David Eugen · Ständerat · 2006-03-21
David Eugen · Ständerat · St. Gallen · Christlichdemokratische Fraktion · 2006-03-21
Wortprotokoll
Ich möchte mich eigentlich zum ganzen Artikel kurz äussern. Ich habe keinen Abänderungsantrag, aber mir ist es wichtig, dass hier doch noch einige Klärungen bezüglich der Finanzierung des Agglomerationsverkehrs vorgenommen werden. Herr Pfisterer hat als Kommissionspräsident ausgeführt, dass diese ganzen Instrumente, die wir haben - einschliesslich der Beschlüsse über die Erweiterung für das Nationalstrassennetz, die noch kommen -, in einer Gesamtschau betrachtet werden müssen. Es gibt natürlich Projekte, wo das absolut notwendig ist.
Ich möchte hier das Projekt, das Sie kennen, das wir auch immer wieder bringen, die Frage des Seedamms zwischen Rapperswil-Jona und Pfäffikon, wieder in diese Reihe stellen. Sie wissen, dass 24 000 Fahrzeuge pro Tag über diesen Seedamm fahren. Ihr Rat hat - und dafür möchte ich mich nochmals bedanken - schon im Jahre 2001 eine Empfehlung an den Bundesrat abgegeben.

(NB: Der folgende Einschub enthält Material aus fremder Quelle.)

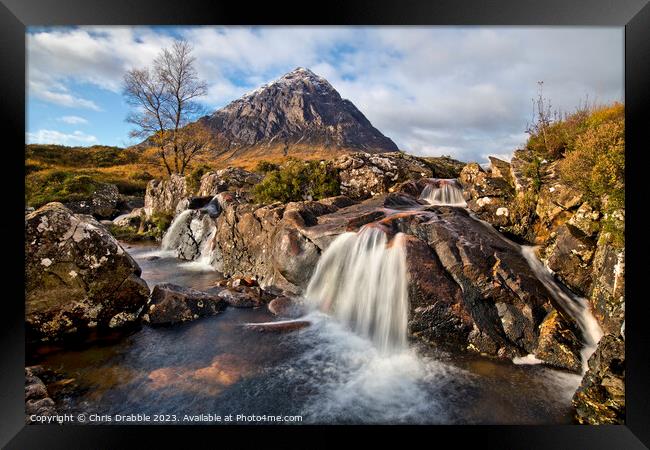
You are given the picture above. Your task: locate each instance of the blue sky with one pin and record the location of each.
(465, 92)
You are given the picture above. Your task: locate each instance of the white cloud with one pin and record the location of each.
(57, 137)
(464, 91)
(73, 120)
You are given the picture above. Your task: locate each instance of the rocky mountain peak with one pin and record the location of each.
(300, 108)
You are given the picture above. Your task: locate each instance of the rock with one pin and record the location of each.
(471, 287)
(600, 399)
(77, 275)
(37, 399)
(284, 306)
(556, 201)
(364, 175)
(232, 179)
(569, 255)
(171, 304)
(299, 109)
(132, 219)
(242, 297)
(586, 219)
(101, 204)
(501, 169)
(162, 196)
(278, 327)
(607, 294)
(477, 183)
(558, 344)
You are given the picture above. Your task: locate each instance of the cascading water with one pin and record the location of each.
(173, 234)
(191, 235)
(361, 279)
(577, 307)
(443, 192)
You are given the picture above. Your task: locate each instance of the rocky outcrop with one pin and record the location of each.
(171, 304)
(103, 203)
(77, 276)
(233, 179)
(162, 196)
(364, 175)
(600, 399)
(300, 108)
(488, 195)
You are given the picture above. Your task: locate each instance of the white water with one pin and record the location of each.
(577, 307)
(443, 192)
(361, 279)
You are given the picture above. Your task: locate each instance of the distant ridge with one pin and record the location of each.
(296, 113)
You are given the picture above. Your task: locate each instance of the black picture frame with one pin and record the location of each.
(634, 15)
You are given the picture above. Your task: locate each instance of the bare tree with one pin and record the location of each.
(164, 100)
(542, 116)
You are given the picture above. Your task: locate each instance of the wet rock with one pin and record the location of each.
(600, 399)
(37, 398)
(586, 219)
(171, 304)
(101, 204)
(242, 297)
(78, 277)
(232, 179)
(501, 169)
(278, 327)
(365, 175)
(162, 196)
(558, 345)
(487, 196)
(607, 294)
(132, 219)
(284, 306)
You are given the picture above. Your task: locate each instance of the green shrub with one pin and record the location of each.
(298, 180)
(595, 165)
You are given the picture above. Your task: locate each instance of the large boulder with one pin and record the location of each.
(162, 196)
(77, 276)
(232, 179)
(365, 175)
(103, 203)
(600, 399)
(172, 304)
(569, 253)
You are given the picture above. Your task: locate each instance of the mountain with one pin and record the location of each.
(299, 112)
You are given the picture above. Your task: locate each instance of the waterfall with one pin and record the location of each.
(577, 307)
(361, 279)
(443, 192)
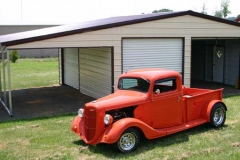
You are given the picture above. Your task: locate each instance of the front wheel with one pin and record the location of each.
(128, 141)
(218, 115)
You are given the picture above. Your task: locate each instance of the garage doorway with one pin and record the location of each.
(215, 61)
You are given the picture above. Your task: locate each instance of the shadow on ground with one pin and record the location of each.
(46, 101)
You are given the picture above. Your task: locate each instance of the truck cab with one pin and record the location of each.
(150, 102)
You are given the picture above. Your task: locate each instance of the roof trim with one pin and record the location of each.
(77, 28)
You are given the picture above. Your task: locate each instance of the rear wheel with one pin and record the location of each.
(218, 115)
(128, 141)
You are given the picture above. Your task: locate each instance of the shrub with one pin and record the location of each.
(14, 56)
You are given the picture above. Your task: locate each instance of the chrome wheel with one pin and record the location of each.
(127, 141)
(218, 116)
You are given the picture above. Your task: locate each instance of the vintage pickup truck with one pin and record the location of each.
(148, 102)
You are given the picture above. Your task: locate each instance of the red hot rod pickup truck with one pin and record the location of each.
(148, 102)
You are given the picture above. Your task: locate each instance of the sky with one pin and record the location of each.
(70, 11)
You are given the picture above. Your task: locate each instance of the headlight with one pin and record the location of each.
(108, 119)
(80, 113)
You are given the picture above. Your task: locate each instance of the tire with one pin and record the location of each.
(128, 141)
(218, 115)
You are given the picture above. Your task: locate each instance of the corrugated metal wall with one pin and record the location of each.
(71, 67)
(95, 71)
(153, 53)
(38, 53)
(198, 60)
(232, 61)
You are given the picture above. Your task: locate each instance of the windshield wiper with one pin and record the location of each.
(145, 79)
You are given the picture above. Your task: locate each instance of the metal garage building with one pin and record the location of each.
(93, 54)
(9, 29)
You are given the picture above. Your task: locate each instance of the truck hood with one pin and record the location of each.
(119, 99)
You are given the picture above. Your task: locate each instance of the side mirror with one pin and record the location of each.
(157, 91)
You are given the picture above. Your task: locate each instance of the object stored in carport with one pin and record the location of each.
(150, 102)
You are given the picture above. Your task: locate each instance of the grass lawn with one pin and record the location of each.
(28, 73)
(51, 138)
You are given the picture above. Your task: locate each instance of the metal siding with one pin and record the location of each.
(95, 71)
(71, 67)
(232, 61)
(38, 53)
(153, 53)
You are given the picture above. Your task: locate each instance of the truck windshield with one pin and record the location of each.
(136, 84)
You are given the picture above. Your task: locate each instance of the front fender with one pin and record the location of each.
(113, 132)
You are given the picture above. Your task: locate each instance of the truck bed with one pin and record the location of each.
(195, 102)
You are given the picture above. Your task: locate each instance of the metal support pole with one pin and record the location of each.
(1, 76)
(4, 78)
(9, 84)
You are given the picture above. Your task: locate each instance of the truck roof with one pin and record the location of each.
(151, 73)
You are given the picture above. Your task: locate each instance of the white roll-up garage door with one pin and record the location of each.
(95, 71)
(153, 53)
(71, 67)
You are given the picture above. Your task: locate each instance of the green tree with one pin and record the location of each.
(225, 8)
(223, 13)
(218, 14)
(162, 10)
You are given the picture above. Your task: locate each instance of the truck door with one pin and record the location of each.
(166, 103)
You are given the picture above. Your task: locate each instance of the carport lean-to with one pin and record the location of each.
(95, 53)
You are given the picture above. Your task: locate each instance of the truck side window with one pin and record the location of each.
(164, 85)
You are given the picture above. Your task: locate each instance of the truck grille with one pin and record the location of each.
(90, 123)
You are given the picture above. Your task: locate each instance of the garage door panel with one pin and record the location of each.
(96, 65)
(153, 53)
(71, 67)
(95, 71)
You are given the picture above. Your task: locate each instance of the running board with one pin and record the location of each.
(184, 126)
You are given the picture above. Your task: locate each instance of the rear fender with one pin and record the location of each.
(113, 133)
(210, 106)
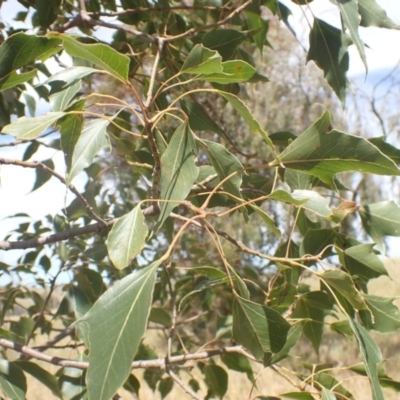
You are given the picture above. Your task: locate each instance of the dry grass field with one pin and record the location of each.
(333, 350)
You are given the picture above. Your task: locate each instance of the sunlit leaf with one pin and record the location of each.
(93, 138)
(114, 327)
(258, 328)
(127, 238)
(323, 153)
(178, 170)
(30, 128)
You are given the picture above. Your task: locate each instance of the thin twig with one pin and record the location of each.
(72, 188)
(183, 385)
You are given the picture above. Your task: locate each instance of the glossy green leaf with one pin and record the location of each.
(246, 114)
(198, 117)
(343, 283)
(386, 314)
(43, 176)
(178, 170)
(71, 75)
(350, 18)
(306, 199)
(225, 164)
(216, 379)
(93, 138)
(313, 307)
(14, 79)
(60, 100)
(12, 380)
(70, 129)
(30, 128)
(258, 328)
(372, 14)
(361, 261)
(127, 238)
(202, 61)
(371, 357)
(380, 220)
(104, 56)
(21, 49)
(328, 48)
(40, 374)
(232, 72)
(269, 222)
(224, 41)
(114, 327)
(323, 153)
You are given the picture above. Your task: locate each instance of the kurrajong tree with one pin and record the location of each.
(161, 236)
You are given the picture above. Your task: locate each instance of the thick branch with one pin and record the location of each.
(156, 363)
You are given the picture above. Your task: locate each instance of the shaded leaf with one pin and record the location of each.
(178, 170)
(30, 128)
(104, 56)
(380, 220)
(92, 139)
(114, 327)
(259, 329)
(14, 79)
(127, 238)
(328, 48)
(324, 153)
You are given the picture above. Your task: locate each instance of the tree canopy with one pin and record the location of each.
(194, 219)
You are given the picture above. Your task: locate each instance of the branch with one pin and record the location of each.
(72, 188)
(156, 363)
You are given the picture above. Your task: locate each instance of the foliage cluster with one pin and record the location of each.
(157, 238)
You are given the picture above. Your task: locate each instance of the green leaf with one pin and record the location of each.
(104, 56)
(313, 307)
(127, 238)
(224, 41)
(114, 327)
(42, 176)
(343, 283)
(246, 114)
(306, 199)
(387, 149)
(328, 48)
(14, 79)
(70, 129)
(93, 138)
(71, 75)
(21, 49)
(232, 71)
(225, 164)
(372, 14)
(30, 128)
(216, 379)
(380, 220)
(350, 18)
(178, 170)
(257, 24)
(60, 100)
(271, 224)
(361, 261)
(12, 380)
(47, 379)
(202, 61)
(258, 328)
(371, 356)
(386, 314)
(198, 117)
(323, 153)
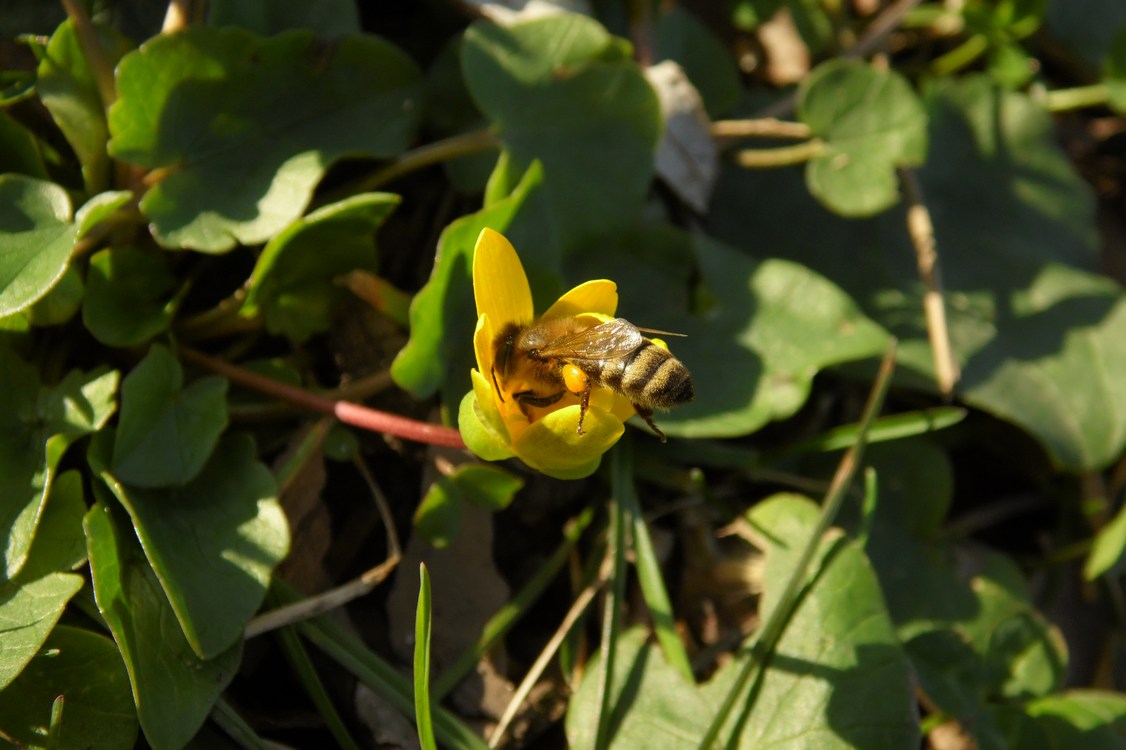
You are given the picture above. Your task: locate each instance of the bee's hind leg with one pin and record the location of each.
(648, 416)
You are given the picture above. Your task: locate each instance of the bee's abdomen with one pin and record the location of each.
(651, 377)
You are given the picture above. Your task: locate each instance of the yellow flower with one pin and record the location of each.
(491, 420)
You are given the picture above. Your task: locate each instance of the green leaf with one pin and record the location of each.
(703, 56)
(777, 326)
(100, 208)
(61, 303)
(1092, 720)
(328, 18)
(838, 678)
(438, 517)
(486, 487)
(422, 662)
(175, 689)
(213, 543)
(85, 670)
(1108, 548)
(1036, 338)
(66, 86)
(1114, 72)
(32, 603)
(36, 240)
(1086, 27)
(443, 314)
(167, 432)
(294, 285)
(36, 427)
(130, 295)
(250, 125)
(552, 87)
(19, 150)
(870, 123)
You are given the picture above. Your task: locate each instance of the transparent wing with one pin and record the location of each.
(609, 340)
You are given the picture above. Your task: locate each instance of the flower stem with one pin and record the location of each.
(346, 411)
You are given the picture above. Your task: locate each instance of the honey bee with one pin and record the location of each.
(559, 355)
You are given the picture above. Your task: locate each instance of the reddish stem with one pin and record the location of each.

Der Bundesrat selbst hat dieser Empfehlung zugestimmt, nämlich dass der Seedamm ins Nationalstrassennetz aufgenommen werden soll. Wir stehen jetzt dann vor diesen Beschlüssen, aber es besteht natürlich ein Konnex mit dem Agglomerationsverkehr. Teile können vielleicht nicht aus den Mitteln für die Nationalstrassen finanziert werden, deshalb muss es möglich sein, einen Teil dieser Strecke jetzt auch unter dem Titel Agglomerationsverkehr zu finanzieren. Ich möchte den Kommissionspräsidenten bitten, mir zu bestätigen, dass man also diese beiden Instrumente bei konkreten Projekten verzahnen kann, sodass entsprechend auch die Finanzierung ausgewogener wird.
Es ist natürlich so: Sie sehen die Regelung betreffend den Agglomerationsverkehr, die eigentlich 50 Prozent den Kantonen überbindet; das beträfe hier den Kanton Zürich, den Kanton St. Gallen und den Kanton Schwyz. Sie sehen ausserdem, dass der Finanztopf relativ klein ist; wir haben nachher 300 Millionen Franken pro Jahr, die praktisch zur Verfügung stehen. Daraus ersehen Sie, dass es möglich sein muss, die Kombination zu machen, also aus den Mitteln für die Netzerweiterung eine Teilfinanzierung zu erhalten und ausserdem aufgrund des Agglomerationsartikels eine Teilfinanzierung zu erhalten. Das ist mein erster Punkt. Ich bitte den Präsidenten, dazu Stellung zu nehmen.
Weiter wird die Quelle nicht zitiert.